The problem was that the panel was too large and their experience was too diverse.  Each of the speakers spoke about his or her personal experience. The critics spoke about the criteria for judging a ballet. Hampson spoke about how he creates a ballet which is very personal. Batley spoke about his reading before works starts on a new ballet and produced his copy of The Great Gatsby bristling with post it notes. He gave an example of how he considered a sentence in the novel about his character's smile and tried to incorporate it into his performance. Blow spoke about the ballet that she had created for children.
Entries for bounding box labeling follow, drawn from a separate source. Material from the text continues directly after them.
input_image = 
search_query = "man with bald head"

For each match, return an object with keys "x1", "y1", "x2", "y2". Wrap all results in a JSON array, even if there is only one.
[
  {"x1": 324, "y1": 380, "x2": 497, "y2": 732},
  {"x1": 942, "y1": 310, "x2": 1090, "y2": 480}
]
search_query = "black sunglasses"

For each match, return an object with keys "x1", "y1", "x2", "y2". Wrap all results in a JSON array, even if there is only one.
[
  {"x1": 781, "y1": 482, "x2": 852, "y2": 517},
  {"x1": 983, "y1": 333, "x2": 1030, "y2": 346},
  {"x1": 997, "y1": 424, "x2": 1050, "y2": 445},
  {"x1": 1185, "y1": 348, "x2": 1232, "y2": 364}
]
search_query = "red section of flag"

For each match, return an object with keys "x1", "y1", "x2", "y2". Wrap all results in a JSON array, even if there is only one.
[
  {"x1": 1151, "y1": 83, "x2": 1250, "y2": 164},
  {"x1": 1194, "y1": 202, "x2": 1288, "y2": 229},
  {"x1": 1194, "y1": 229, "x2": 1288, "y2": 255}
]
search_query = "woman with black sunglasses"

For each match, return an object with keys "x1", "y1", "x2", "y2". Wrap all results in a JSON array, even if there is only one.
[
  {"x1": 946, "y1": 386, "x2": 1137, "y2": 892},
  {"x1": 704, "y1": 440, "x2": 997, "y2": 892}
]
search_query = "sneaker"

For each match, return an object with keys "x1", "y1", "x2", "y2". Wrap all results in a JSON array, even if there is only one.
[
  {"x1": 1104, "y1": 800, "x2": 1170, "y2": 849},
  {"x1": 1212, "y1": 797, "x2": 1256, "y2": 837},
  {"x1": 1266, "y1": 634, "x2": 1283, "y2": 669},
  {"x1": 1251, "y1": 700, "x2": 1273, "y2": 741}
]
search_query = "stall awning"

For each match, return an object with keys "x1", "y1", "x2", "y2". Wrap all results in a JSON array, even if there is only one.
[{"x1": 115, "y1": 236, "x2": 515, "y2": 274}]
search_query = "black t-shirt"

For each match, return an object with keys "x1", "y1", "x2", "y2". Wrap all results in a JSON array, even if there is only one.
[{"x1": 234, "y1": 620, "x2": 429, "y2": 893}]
To me the discussion was unfocussed.  Maybe because I am a lawyer I would have appreciated some definitions. The title of the discussion was "Narrative Dance in Ballet" but what exactly did the panellists mean by "narrative dance"? Something with a plot like Sleeping Beauty? But that would exclude an awful lot of ballets like Les Sylphides which has characters like sylphs and a poet and indeed tells a story but does not have a plot as such. On the other there are some ballets like Giselle where the plot is best forgotten. Others like The Nutcracker where the plot is tenuous at best. I was bursting to ask that question from very early in the discussion but I did not get my opportunity until the very end.  In fact, only Gita and I managed to get a word in edgeways.

There were topics that I really wish the panel could have developed. Brennan mentioned the work of Peter Darrell who was artistic director of Western Theatre Ballet when it moved to Glasgow. Another panellist mentioned all the versions of Cinderella that had been produced lately including Hampson's and wondered whether there was a trend. Yet another discussed how technology enabled dance makers to explore topics that could not have been addressed before. Anther opined that it was impossible to choreograph ballets to Beethoven. I could have contributed to all those discussions.

The topic I most wanted to discuss was Darrell. I was at St Andrews when Western Theatre Ballet moved to Glasgow and one of our professors was John Steer who later chaired the company. Scottish Theatre Ballet (as the company called itself after the move) was the first company that I got to know and love. That was because Darrell had ignited my love of ballet. I met him once and got to know some of his dancers better. I am still a Friend of Scottish Ballet and I greatly admire the work of Hampson, his successor. Some of the things that were said about Darrell, his work and legacy did not sound quite right,

Although the panel discussed Cinderella, nobody mentioned Darius James's version for Ballet Cymru which I saw last week and is the very best version of the story I have seen to date (see Ballet Cymru's Cinderella 15 June 2015). They spoke about Ashton's, Ratmansly's, "Christopher's" (I am not sure whether they were referring to Wheeldon or Hampson) but not the gem that has recently been touring the nation.

On the use of technology and whether it increases the dance maker's range I wanted to sound a note of caution.  The use of film to represent flashbacks was not new. I had seen MacMillan's Anastasia and modern choreographers should treat such technologies with circumspection.

As to whether Beethoven can be choreographed, nobody mentioned Ashton's magnificent Creatures of Prometheus to the Eroica symphony which marked the bicentenary of the composer's birth.

I had hoped to introduce myself to Hampson and Watts but the panellists were whisked away to the boardroom after the discussion.  Gita buttonholed Brennan for a while and she seemed to want to talk but even Brennan was eventually RKO'd from the profanum vulgus by a minder. I think that was a big mistake (huge) on the part of the organizers. The folk who gave up their Saturday afternoons to attend the seminars are the ones who keep the ballerinas in pointe shoes, whether as theatre goers, taxpayers, Friends of the company or in many cases all three and we have ideas, views and experiences to contribute that could be useful.